Effective Stress Management With Aromatherapy
Stress is part of normal life for everyone today, and there seems no escape from it. Bizarrely, research has shown that some stress is actually beneficial because we all need a certain amount of stress to stimulate us and add excitement to our lives. On the other hand, too much stress can have a seriously damaging effect on our physical and emotional well being if it continues for too long.
According to the American Psychological Association, stress is at the root of a wide range of illnesses, many of them serious or even life-threatening. Although combating its effects through effective stress management can improve your health, tackling stress at the earliest sign is by far the best way to avoid illness.
What is stress?
Stress is the body’s normal reaction to a stimulus that frightens or excites, and a response to this stimulus is triggered in the brain which produces chemical and physical changes throughout the body. During times of intense stress, adrenalin and cortisol hormones are pumped around our body in large quantities to enable us to either to fight off the danger, or run away from it. The heart beats faster, breathing quickens, our muscles tense, and our senses go on red alert. This is what is known as the ‘fight or flight’ reflex.
Unfortunately, most of the problems that we face in modern life do not require this type of response, and because we can’t fight or run away, these hormones remain in our system doing what they were designed to do.
Blood vessels nearest the skin constrict in order to reduce bleeding if we were to be injured, our blood sugar level soars to speed up reaction time and boost our energy levels, and our heartbeat races rapidly. Meanwhile, the digestive and reproductive systems go onto standby, growth hormones are switched off, and the immune system’s response is much slower.
The effects of stress
The result is that we spend the next hour or so in a state of physical tension with an overworked heart, rapid breathing, upset tummy, headache, backache or sweating, – all due to unnecessary amounts of adrenalin and cortisol still circulating in our system. A sudden and obvious cause of stress creates what is known as acute stress. Sometimes, before we have completely recovered from one stressful situation another problem arises, and the fight or flight response kicks in all over again. If this pattern repeats often enough it can lead to chronic stress.
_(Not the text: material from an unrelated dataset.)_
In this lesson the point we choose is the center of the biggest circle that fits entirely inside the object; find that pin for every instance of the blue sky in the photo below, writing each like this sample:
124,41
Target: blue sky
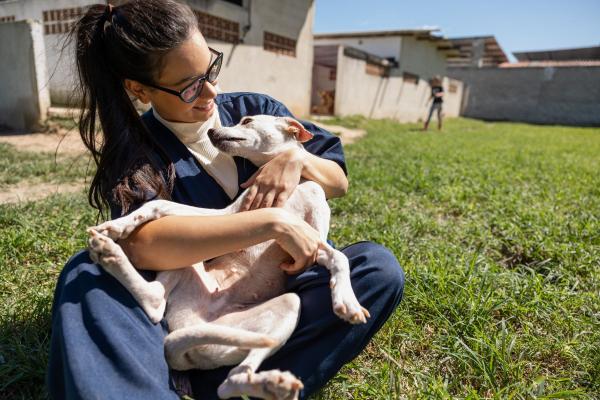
517,24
The effects of such long-term stress can be varied and extremely serious leading to depression, digestive disorders, irritable bowel syndrome (IBS), diabetes and asthma, chronic muscle pains, insomnia, high blood pressure, heart disease, strokes and even cancer. The overworked circulatory system or unresponsive digestive, reproductive and immune system can also lead to hardening of arteries, and the onset or worsening of rheumatoid arthritis, eczema, psoriasis, acne, and lung disorders.
Chronic stress also causes frequent bouts of illnesses such as colds or viral infections, backache, irregular heartbeat, irritability, mood swings, difficulty concentrating, memory lapses, loss of appetite or even binge eating. Most worryingly, backache, irritable bowel syndrome or headaches are often the result of stress and are not actually symptoms of a direct physical illness. Therefore no amount of pill-popping is really going to provide a long term solution since it only masks the symptoms and fails to address the real root of the problem.
How aromatherapy helps combat stress
Aromatherapy massage can be particularly effective in combating stress because you get both the calming, relaxing therapeutic properties of the essential oils, plus the health benefits that massage brings. The therapeutic action of the essential oils in combination with the revitalizing effects of massage (plus some relaxing music) makes an unbeatable combination for fighting stress.
Certain essential oils have the ability to block the neural connections that trigger the unnecessary increase in adrenalin and cortisol when we’re under stress.
Other essential oils stimulate the release of various neurochemicals and hormones such as serotonin that slow the heart rate, regulate blood pressure, and stimulate the immune system, thereby reversing the effect of stress. Therefore, the correct essential oils can ease both the acute and chronic stages of stress.
And don’t worry, if you are unable to have a massage simply use your essential oils in a nice warm bath! Choose your oils from those listed in the sidebar and put a few drops in the bath, turn on some relaxing music, and feel the stress and tension simply melt away as you soak in the tub.
If you prefer, you can always vaporize your essential oils in a traditional burner or one of the new electronic atomizer models that don’t use heat.
Whichever way you choose to employ your essential oils, the minute molecules of essential oils are absorbed into the bloodstream via the lungs, sending a signal directly to the limbic system in the brain which regulates hormones and controls emotions and memory.
The hypothalamus and pituitary gland are then stimulated to produce neurochemicals such as serotonin plus the hormones that balance and regulate various systems within the body, such as the endocrine, immune, and nervous system. To fully understand how all this works, see our article about the Limbic System.
Aromatherapy is without doubt one of the very best natural treatments for stress because it assists the body’s natural ability to balance, regulate, heal and maintain itself holistically, rather than just treating the symptom or disease.
However, don’t forget to look for the root cause of your stress and put a plan into action to deal with it directly, since prevention is infinitely better than cure.